# wall/door trim cut-ins - caulking and tape



## beedoola (May 18, 2015)

working at a place with lath and plaster walls and the seam where the side of the door trim and the walls meet isn't that even. I put a slight amount of caulking in there to even things out - not to build out a curve, I want to keep whatever (or close enough) 90 degree angle was there, but there is little waves and divots. 

I've seen people use caulking and tape on baseboards for clean cut ins, I'm assuming I can do the same thing here, ya? Get my finish coat on the trim, let it dry sufficiently. Use some low/medium adhesive tape - even though it will only be on the trim briefly, I don't want it messing up the finish coat.

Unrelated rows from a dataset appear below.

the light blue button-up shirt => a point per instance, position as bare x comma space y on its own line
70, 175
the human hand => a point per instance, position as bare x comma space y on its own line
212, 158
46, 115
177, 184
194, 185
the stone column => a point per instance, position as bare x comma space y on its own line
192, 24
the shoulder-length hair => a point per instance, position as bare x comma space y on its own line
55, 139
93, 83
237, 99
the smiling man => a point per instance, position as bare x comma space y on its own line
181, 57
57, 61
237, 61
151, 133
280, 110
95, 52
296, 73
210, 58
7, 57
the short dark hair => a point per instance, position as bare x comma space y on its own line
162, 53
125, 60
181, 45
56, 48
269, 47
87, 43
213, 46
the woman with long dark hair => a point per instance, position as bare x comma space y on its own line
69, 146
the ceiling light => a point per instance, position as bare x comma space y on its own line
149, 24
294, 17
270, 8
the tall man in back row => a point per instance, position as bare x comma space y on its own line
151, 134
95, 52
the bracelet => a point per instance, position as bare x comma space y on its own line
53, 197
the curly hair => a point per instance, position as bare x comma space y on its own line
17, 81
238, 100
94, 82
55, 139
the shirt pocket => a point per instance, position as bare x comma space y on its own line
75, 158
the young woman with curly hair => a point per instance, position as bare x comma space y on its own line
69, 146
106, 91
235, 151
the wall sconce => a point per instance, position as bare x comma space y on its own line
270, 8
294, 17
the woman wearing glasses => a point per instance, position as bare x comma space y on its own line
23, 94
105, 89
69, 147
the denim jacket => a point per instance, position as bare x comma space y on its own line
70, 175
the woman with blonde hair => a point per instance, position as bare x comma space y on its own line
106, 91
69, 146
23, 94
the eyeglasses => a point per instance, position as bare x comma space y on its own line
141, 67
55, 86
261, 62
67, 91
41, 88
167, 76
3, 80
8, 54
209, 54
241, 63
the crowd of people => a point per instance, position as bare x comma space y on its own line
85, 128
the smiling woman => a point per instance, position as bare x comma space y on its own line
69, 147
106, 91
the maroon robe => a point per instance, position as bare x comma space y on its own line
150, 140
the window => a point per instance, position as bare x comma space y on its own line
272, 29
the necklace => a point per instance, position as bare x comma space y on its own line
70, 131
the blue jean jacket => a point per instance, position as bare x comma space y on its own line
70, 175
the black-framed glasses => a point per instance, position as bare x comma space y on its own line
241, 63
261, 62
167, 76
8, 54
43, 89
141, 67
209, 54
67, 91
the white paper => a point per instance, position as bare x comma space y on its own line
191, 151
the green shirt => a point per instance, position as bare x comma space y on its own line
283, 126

Apply some clear caulking to the masked spot, hit it with the wall color, remove the tape and I should have a clean, straight line, ya? 

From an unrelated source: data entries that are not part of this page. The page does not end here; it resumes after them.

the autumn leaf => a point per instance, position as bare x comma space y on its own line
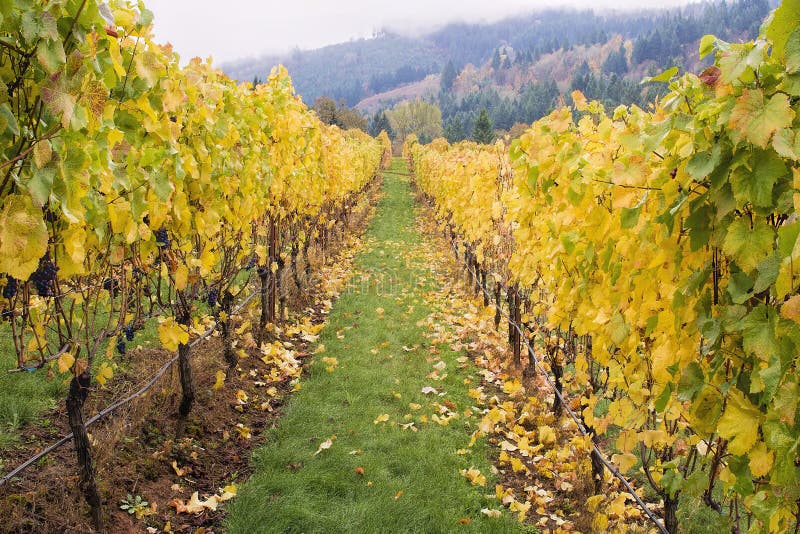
23, 236
739, 423
474, 476
172, 334
756, 118
65, 362
325, 445
219, 382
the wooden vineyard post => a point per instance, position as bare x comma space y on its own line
485, 288
78, 391
226, 304
186, 376
498, 290
273, 260
517, 320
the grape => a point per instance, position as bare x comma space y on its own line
11, 287
44, 276
212, 297
110, 285
162, 237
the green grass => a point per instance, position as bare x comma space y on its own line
294, 490
25, 396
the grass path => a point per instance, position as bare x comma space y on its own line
378, 475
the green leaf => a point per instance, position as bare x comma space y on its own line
703, 163
755, 185
793, 51
767, 272
8, 123
629, 217
746, 246
756, 118
41, 183
758, 332
740, 288
51, 55
58, 99
692, 381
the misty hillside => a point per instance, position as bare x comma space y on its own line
368, 68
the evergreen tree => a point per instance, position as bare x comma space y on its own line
454, 130
380, 122
448, 77
496, 59
482, 131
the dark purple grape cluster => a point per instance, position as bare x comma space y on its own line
44, 276
212, 297
110, 285
162, 237
11, 287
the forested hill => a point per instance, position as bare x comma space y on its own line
359, 69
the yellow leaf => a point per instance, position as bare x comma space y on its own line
593, 502
325, 445
600, 523
104, 373
517, 465
220, 381
624, 461
23, 236
739, 424
761, 460
474, 476
791, 309
181, 277
65, 362
546, 435
521, 509
178, 471
172, 334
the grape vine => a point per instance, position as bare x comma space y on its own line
666, 240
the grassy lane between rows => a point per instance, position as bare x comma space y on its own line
376, 440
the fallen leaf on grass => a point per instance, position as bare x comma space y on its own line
325, 445
474, 476
196, 506
178, 471
220, 380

Am I missing anything here?


----------



## SemiproJohn (Jul 29, 2013)

beedoola said:


> working at a place with lath and plaster walls and the seam where the side of the door trim and the walls meet isn't that even. I put a slight amount of caulking in there to even things out - not to build out a curve, I want to keep whatever (or close enough) 90 degree angle was there, but there is little waves and divots.
> 
> I've seen people use caulking and tape on baseboards for clean cut ins, I'm assuming I can do the same thing here, ya? Get my finish coat on the trim, let it dry sufficiently. Use some low/medium adhesive tape - even though it will only be on the trim briefly, I don't want it messing up the finish coat.
> 
> ...


You have the right idea. Best-case scenario is to remove the tape before the caulk has time to set up. If you let the caulk dry completely, you run the risk of pulling some of the wall paint and your straight line is no longer straight.

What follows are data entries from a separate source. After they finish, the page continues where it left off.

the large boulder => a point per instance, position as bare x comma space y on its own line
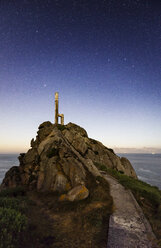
61, 159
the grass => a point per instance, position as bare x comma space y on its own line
43, 221
13, 221
148, 197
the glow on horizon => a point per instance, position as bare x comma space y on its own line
103, 58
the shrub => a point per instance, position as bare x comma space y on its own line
14, 203
13, 192
12, 224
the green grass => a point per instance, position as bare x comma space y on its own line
13, 221
138, 187
148, 197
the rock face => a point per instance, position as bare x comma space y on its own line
61, 159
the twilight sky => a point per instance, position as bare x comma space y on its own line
102, 56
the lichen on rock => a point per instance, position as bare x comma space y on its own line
61, 159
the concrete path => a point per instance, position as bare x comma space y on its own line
128, 227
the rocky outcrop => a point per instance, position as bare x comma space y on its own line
61, 159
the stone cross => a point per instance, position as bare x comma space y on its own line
57, 115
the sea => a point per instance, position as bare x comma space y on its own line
147, 166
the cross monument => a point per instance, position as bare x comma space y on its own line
57, 115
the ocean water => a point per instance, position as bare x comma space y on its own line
147, 166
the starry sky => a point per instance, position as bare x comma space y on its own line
102, 56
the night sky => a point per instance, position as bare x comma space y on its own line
102, 56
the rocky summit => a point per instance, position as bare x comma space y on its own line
61, 159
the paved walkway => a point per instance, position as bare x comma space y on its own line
128, 227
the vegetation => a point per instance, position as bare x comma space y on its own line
148, 197
13, 221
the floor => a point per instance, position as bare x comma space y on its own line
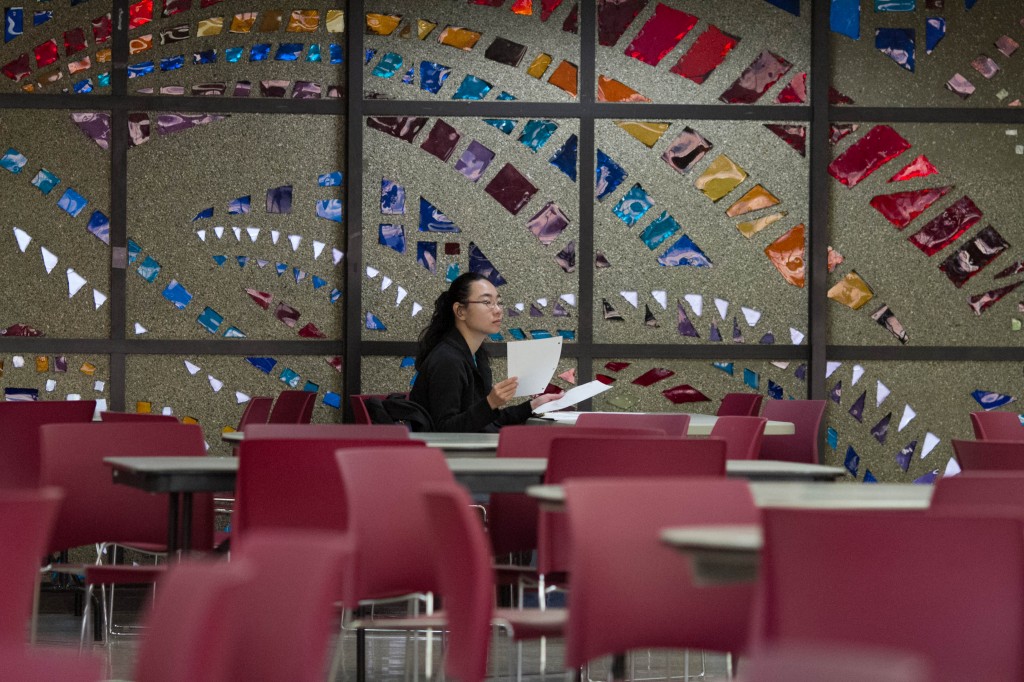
389, 654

If you use yellow frog tape and seal the edge with a damp rag (or damp rag wrapped around a blade), I think you have as good a chance of achieving your intended results as you do with the caulk method. If you need to cut in twice and have caulked the tape, the caulk will have set before you can remove the tape and you run the risk of pulling the wall paint if don't score the trim/wall border with a knife first. That can work great, but sometimes not so great. Trust me. Applying "just enough" pressure with a utility knife/box cutter takes practice, and you will leave a visible scored line if you get heavy with the pressure.


----------



## beedoola (May 18, 2015)

SemiproJohn said:


> You have the right idea. Best-case scenario is to remove the tape before the caulk has time to set up. If you let the caulk dry completely, you run the risk of pulling some of the wall paint and your straight line is no longer straight.
> 
> If you use yellow frog tape and seal the edge with a damp rag (or damp rag wrapped around a blade), I think you have as good a chance of achieving your intended results as you do with the caulk method. If you need to cut in twice and have caulked the tape, the caulk will have set before you can remove the tape and you run the risk of pulling the wall paint if don't score the trim/wall border with a knife first. That can work great, but sometimes not so great. Trust me. Applying "just enough" pressure with a utility knife/box cutter takes practice, and you will leave a visible scored line if you get heavy with the pressure.


Yeah, I meant to say that I'd just hit the fresh caulk with the paint, make sure it covers (I'm talking about the wall color) and then pull the tape so the caulking is still wet/not set up.


----------